Release: September 13, 2007
Films: Teenage Mutant Ninja Turtles 1-3 (1990, 1991, 1993)
This review contains examples of:
- Clipped-Wing Angel: Super Shredder, the critic wasn't happy.
- Cluster F-Bomb: The Critic admits that every kid in America was "swearing like a bastard" after the film came out, but admits it was better than their "original cut" (which consisted of curse-heavy audio from Boyz n the Hood played over the TMNT footage)Critic: Never let Spike Lee direct a children's movie.
- Insistent Terminology: The Critic calls the two mutated monsters Bebop & Rocksteady. Despite Shredder calling them Tokka & Rahzar, the Critic still insists on calling them Bebop & Rocksteady.
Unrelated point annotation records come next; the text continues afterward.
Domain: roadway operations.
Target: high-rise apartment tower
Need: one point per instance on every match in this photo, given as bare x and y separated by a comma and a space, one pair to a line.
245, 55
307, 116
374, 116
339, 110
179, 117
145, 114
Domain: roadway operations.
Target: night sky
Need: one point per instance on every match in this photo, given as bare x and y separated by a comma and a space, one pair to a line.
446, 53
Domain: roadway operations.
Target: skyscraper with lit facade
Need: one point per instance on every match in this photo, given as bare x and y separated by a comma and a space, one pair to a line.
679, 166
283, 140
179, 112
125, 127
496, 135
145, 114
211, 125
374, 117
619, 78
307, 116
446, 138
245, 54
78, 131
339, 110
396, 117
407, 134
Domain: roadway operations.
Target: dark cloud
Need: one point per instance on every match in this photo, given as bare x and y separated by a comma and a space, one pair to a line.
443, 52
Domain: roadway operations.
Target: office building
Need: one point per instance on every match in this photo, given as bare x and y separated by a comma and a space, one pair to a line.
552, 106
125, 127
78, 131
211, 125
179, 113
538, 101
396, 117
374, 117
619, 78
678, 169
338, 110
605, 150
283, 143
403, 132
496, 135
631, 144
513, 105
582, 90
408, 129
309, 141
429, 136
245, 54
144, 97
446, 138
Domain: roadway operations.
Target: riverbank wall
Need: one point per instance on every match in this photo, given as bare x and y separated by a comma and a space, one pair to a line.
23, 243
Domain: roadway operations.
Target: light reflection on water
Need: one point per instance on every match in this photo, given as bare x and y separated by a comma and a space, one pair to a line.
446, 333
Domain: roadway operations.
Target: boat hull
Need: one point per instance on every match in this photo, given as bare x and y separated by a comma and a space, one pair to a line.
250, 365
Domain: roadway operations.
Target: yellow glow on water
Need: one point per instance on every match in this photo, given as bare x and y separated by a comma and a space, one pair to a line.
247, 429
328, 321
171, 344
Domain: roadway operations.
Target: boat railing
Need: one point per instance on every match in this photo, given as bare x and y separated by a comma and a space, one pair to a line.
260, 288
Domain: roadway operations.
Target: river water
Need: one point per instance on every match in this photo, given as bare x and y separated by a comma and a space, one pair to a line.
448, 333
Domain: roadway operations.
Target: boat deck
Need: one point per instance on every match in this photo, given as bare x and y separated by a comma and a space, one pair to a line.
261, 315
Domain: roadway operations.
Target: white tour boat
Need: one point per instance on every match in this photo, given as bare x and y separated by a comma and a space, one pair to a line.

- Lighter and Softer: A criticism that The Critic had about the second movie.Critic: But, the Turtles are back. And this time they're... well, more kid-friendly, I guess. After all the parents complained about the violence and swearing in the first film, the second film tones down the action and the bad language. Instead of using their weapons to fight people, they use stuff like cold food, belts and yo-yos. You know, stuff you find lying around the HOUSE. Now all your kids will know how to turn household items into blunt, badass weapons. Thank you, parents of America!
- Narm: Invoked. The Critic chuckled at Shredder's "Punish these... TURTLES!" line, claiming it's impossible to make a line like that sound threatening.
- Portmanteau: Horribufuckus.
- Shower of Angst: After 5 minutes of the third movie... The Critic is reduced to blabbering incoherently while in the shower.Critic: OH MY GOD IT'S SO TERRIBLE! IT'S SO TERRIBLEEEEAAAAHHAHAHAH!!!
- Tempting Fate: The Critic was sure that the 3rd movie would be better seeing that they had two movies to experiment... 5 minutes later, he's having a bout of Shower of Angst and multiple Angrish before finally declaring that the movie is Horribufuckus.
- Toilet Humour: The Critic's opening monologue.Critic: So when we heard they were making a live action movie out of this phenomenon, we proudly pissed our pants with joy! We shit ourselves with excitement! We vomited up vast amounts of excrement, shit on it, rolled around in it, put it back in our mouths and proceeded to vomit it up again in roaring anticipation. (Beat) Okay, maybe only I did that, but still, bottom line, we were hyped as hell.
- Visual Effects of Awesome: The only positive he really seems willing to give the movies, here, is geeking out about the lead characters' costumes.